Gene "G.D." Demby is the founder and editor of PostBourgie. In his day job, he blogs and reports on race and ethnicity for NPR's Code Switch team.
G.D.
  • that freamon quote took me to church when i heard it last nite: “You think if 300 white people were killed in this city every year, they wouldn’t send the 82nd Airborne? Negro, please.”

    also, i cant wait til mike is old enough to grow facial hair. yummers.

  • GVG

    Just came across this blog and your Wire recaps a couple of days ago and I’m really digging it. I truly love your recaps, but it’s a bit disheartening that you left out one of the best clips of dialogues from the past five seasons – the amazing dialogue from Senator Clay Davis to Commissioner Ervin H. Burrell.

    “I’m out there doing the lords work for you Erv! You know it. Who got that pay raise from the council?! Just enough for you to get that new patio, but not enough for that guy from Pittsburgh to take your place.”

    “God damn it Erv! I’ve been there for you, carried water for you, and you do me like this.”

    “You think I’m going down, don’t cha? Yoouuuuu uuuuu tthiiii ttthhhiiinkkk I’m done? All ya ungrateful bitches thinking you can throw me out the boat”

    “AIGHT!”

    “I’m going to remember this moment Erv.”

    Fist to the chest “I’m going to hold on to this moment. Yea.”

    The stutter and fist to the heart tap alone deserves an honorable mention. It was genius.

    P.S. Thanx for the Jim Haner info. We’ve been racking our brains trying to figure out who the story fabricating journalist character was based on – Jayson Blair from the New York Times, Jack Kelley from USA today, or Stephen Glass at The New Republic. Think some people just lost some money.

  • GVG

    OHH yea almost forget a few people also thought it might have been based on Janet Cooke from The Washington Post

  • GVG: A bunch of my friends were trying to figure out who Scott Templeton was based on, with little luck. I thought it was Janet Cooke, too.

  • GVG

    G.D.,
    I honestly didn’t remember Janet Cooke, until a friend from DC through her into the guess pot and it seemed like I was the only one out the loop on she was. Mind you a lot of my friends are Maryland/DC people, but I felt as if I had been missing out on something huge. A couple of Google clicks later and I was flabbergasted by the story. An 8 year old, third generation, heroin addict? What type of stuff is that? Did she honestly believe a story fabrication that massive wasn’t going to come back to bite her in the ass? Maybe she was living by a couple of other Wire quotables.
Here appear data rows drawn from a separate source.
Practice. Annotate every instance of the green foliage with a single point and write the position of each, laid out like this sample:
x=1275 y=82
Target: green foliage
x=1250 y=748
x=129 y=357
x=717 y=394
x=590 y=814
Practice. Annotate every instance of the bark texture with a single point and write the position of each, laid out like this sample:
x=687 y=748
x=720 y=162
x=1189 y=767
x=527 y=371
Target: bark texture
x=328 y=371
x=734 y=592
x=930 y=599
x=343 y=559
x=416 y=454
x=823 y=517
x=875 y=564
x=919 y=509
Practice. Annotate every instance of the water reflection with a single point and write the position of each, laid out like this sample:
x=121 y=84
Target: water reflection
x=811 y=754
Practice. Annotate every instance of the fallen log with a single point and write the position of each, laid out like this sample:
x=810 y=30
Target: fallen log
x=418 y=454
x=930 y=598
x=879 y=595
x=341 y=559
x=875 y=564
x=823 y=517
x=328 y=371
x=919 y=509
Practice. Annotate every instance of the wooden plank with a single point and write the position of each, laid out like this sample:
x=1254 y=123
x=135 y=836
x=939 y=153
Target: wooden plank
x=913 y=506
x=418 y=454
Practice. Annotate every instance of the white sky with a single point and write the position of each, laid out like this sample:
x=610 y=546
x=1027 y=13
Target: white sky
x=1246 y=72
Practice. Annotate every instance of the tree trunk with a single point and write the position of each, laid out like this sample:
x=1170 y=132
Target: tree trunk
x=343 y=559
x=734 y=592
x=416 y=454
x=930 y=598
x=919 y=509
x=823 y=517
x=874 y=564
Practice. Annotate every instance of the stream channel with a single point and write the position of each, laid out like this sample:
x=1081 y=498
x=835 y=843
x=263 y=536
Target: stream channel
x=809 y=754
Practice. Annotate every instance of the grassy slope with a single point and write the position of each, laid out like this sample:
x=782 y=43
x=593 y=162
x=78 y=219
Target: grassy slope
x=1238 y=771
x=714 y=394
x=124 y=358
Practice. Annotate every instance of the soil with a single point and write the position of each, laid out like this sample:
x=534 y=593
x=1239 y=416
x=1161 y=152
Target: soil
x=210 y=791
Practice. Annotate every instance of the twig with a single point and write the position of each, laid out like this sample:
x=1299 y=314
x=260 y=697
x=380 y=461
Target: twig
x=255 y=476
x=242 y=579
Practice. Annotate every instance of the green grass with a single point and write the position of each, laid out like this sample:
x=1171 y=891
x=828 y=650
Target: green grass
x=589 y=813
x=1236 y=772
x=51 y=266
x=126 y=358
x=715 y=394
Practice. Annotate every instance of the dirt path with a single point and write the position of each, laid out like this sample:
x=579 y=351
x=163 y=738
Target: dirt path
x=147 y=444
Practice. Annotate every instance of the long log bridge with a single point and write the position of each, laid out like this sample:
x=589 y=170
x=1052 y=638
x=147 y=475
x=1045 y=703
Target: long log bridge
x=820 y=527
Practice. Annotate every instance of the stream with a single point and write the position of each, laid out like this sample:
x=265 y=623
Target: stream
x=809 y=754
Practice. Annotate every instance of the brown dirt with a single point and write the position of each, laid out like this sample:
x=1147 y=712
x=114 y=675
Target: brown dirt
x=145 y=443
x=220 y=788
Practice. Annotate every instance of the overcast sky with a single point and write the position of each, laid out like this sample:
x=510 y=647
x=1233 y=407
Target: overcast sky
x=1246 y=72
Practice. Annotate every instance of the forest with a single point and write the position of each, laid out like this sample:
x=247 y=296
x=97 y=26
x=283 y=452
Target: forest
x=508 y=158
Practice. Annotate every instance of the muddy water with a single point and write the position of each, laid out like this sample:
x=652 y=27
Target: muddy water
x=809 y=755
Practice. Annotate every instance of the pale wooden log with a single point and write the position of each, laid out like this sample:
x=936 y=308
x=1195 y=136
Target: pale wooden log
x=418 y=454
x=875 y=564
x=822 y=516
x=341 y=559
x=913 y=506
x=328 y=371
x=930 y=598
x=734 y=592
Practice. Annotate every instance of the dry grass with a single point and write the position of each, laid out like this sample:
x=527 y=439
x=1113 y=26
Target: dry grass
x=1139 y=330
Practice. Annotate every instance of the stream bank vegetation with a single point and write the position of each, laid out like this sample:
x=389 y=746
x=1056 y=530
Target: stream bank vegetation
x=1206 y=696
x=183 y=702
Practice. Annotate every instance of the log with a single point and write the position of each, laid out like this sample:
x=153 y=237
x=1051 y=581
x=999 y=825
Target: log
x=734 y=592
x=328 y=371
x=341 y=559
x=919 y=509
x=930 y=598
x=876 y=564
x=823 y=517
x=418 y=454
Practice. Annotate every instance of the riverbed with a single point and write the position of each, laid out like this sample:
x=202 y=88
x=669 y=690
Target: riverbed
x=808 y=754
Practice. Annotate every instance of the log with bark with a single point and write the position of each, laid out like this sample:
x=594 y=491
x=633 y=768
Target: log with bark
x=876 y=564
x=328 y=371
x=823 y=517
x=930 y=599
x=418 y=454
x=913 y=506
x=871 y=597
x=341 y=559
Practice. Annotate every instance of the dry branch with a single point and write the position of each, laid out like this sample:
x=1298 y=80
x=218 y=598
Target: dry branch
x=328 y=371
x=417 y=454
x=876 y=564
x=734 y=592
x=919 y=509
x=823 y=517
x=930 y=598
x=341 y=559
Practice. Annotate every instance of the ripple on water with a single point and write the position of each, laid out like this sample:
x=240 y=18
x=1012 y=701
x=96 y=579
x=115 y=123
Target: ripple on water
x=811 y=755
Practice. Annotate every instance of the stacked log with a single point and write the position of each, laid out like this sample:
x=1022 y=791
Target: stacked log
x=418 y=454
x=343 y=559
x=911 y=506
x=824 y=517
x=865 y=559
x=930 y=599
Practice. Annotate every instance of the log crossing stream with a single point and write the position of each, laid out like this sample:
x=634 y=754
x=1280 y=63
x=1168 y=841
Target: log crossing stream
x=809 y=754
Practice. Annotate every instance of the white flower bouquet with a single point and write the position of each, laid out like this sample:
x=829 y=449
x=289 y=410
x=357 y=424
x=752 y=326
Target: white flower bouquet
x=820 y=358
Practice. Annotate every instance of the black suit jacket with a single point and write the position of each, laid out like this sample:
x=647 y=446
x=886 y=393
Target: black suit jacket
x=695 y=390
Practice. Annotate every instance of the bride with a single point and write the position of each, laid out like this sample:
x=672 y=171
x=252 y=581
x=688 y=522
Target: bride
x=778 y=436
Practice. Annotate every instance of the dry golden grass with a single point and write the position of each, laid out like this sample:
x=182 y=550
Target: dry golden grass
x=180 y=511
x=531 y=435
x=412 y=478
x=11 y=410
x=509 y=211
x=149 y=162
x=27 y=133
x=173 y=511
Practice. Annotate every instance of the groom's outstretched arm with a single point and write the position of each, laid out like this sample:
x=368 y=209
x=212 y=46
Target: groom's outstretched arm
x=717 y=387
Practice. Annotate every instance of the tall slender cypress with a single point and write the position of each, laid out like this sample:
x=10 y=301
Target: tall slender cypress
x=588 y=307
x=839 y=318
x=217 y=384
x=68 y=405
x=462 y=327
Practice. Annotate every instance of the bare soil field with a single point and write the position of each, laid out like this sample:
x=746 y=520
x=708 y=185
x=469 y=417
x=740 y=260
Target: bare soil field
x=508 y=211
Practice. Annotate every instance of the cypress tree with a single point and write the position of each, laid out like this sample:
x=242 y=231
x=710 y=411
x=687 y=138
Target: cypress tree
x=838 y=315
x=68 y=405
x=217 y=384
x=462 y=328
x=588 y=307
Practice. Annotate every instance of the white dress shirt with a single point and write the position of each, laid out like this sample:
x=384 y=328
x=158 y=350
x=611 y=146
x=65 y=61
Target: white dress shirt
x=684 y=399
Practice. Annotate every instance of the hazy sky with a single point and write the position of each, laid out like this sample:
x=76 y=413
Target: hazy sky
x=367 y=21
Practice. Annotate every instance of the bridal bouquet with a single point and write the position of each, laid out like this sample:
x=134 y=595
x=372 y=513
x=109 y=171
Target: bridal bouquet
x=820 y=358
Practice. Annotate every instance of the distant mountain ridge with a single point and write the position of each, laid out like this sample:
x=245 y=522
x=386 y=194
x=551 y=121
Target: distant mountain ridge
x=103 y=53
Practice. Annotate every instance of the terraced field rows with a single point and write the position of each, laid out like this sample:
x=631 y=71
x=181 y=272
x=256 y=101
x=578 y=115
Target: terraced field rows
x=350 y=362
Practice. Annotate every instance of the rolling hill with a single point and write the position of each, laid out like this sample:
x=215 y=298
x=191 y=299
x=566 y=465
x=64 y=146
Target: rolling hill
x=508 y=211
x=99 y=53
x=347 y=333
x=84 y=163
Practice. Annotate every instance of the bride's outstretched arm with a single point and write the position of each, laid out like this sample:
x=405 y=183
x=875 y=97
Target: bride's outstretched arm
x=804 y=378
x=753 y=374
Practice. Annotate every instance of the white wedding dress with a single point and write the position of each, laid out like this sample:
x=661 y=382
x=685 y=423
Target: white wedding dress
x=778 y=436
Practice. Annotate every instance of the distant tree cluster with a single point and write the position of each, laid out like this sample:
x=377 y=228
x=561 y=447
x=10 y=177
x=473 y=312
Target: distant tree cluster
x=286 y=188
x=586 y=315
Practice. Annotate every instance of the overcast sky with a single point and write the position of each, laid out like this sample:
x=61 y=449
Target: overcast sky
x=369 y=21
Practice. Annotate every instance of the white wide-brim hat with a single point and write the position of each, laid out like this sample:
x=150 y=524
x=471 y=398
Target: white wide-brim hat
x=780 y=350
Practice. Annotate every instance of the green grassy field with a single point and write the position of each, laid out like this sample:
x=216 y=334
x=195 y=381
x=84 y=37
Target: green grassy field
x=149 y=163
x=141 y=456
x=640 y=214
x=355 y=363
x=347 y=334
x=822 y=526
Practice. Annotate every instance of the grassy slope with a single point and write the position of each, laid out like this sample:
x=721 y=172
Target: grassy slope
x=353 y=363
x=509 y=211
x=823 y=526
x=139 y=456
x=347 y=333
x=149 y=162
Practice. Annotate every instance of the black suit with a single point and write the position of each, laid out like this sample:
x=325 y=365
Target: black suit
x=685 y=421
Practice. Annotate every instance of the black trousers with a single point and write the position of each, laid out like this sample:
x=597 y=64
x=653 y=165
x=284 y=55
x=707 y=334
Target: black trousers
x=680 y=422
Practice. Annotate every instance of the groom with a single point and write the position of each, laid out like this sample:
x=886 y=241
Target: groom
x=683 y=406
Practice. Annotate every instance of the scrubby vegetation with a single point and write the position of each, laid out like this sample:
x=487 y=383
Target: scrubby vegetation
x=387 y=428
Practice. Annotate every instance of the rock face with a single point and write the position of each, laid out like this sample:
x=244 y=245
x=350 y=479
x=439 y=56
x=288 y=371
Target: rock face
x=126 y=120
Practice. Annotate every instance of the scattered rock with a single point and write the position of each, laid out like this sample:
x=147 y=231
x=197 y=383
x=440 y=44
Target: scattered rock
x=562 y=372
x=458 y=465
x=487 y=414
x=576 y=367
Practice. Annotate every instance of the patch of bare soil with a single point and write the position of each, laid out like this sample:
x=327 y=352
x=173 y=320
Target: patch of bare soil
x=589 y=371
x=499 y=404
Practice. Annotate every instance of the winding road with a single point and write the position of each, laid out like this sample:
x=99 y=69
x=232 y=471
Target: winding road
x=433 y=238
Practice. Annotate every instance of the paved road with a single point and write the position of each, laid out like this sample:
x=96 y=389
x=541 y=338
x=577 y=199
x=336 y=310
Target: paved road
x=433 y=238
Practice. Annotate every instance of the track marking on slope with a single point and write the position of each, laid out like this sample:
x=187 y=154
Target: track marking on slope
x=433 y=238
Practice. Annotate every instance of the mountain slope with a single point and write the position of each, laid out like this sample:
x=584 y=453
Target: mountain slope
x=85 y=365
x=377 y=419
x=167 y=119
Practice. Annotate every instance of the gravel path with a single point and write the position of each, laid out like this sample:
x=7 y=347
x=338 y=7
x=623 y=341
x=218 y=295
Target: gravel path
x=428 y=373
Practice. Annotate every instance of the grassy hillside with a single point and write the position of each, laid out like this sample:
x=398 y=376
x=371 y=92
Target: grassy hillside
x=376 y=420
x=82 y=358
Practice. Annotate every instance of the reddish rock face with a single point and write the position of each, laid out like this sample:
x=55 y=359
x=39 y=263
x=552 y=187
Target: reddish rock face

    “The bigger the lie, the more they believe.” – Bunk

    “That really happen?”
    “Too good a story to check out” – Haynes

    P.S. Here’s another line that I loved from last night “You never want to be the last man to the party” – Chris

  • GVG

    *through = threw

  • sdouble

    I just think it’s amazing how strong the East Side/West Side thing is in Bmore that Avon could really do business with Marlo still and actually convince Marlo that he wanted the East Side people gone…

    I’m not a native so my understanding East/West isn’t perfect but I swear no other city that is so small has such a dividing line when in reality both sides REALLY aren’t that different.